I’m not sure what the WA CPGs say but they are likely to be, or should be, similar. So it’s a matter of context. Perhaps the person fell out of bed and ambulance were called as carers could not get them back into bed but, before ambulance arrived, they had a cardiac arrest. if the family are adamant that the patient has an Advanced Care Directive is the story consistent with what you are observing? If there is indication that the person is receiving palliative or chronic care at home that may give some confidence that the views being communicated to you are the patient’s views.
If you have to consider what is actually in the patient’s best interests, you need to consider the advice of those around you as they are in the best place to determine the matter. Death is inevitable so we not only cannot but should not strive to delay it for as long as possible nor is there a duty to try and save people’s lives when that is clearly not going to succeed or advance their best interests (again see Airedale NHS Trust v Bland  AC 789).
The clear problem is that paramedics simply don’t have the time to determine those issues in detail. Doctors, in hospitals, can take time to consider issues and if necessary withdraw life sustaining treatment. Paramedics cannot. What that means is that if there is real doubt about the situation, then clearly treat and transport has to be the appropriate course. If the person is unconscious with a head injury suggesting violence and everyone is saying ‘he just fell but he doesn’t want resuscitation’ you would ignore that and no doubt call police. If the person is surrounded by at home medical equipment, a drug cabinet full of restricted end of life type medication, with obvious clinical signs of growing degeneration, you may feel very confident that what you are being told is correct.
The critical answer in WA lies in the Guardianship and Administration Act 1990 (WA) s 110ZB. The Act sets out how to make an Advanced Care Directive and the form it is to take abut at 110ZB says:
This Part does not affect the common law relating to a person’s entitlement to make treatment decisions in respect of the person’s future treatment.

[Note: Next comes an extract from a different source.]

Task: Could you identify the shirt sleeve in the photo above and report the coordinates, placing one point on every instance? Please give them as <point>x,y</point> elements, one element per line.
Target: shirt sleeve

The common law does not require any particular form. We encourage people to discuss their end of life decisions with their family both so the family understand that decisions have been made and that they can communicate those decisions to health practitioners when required. If you cannot or will not listen to the family at the very moment when it most matters that need for discussion becomes irrelevant.
Further persons responsible can make decisions for those that cannot make those decisions themselves (s 1110ZD). Again if you are satisfied (recognising the limitations) that the people in the room include the ‘person responsible’ and they are acting in the patient’s best interests (not their own) then you could be satisfied that the decision being communicated is an appropriate treatment decision to be respected.
In short, the answer is ‘no, you don’t have to see the ACD’. Having said that I recognise the difficulty that must put paramedics in. The ACD is a sure way to have confidence that treatment referred to in that Directive can and should be withheld in accordance with that Directive.
In its absence the common law says a patient can refuse treatment and if the family are communicating those wishes and, further, the family are giving information that helps to understand what is or is not in the patient’s best interests, then that should be taken into account.
If there is any doubt however, then the paramedic should commence treatment pending resolution of that doubt and if that means transport to hospital to allow the doctors’ there to communicate with the family and treating medical staff then that may be the appropriate course.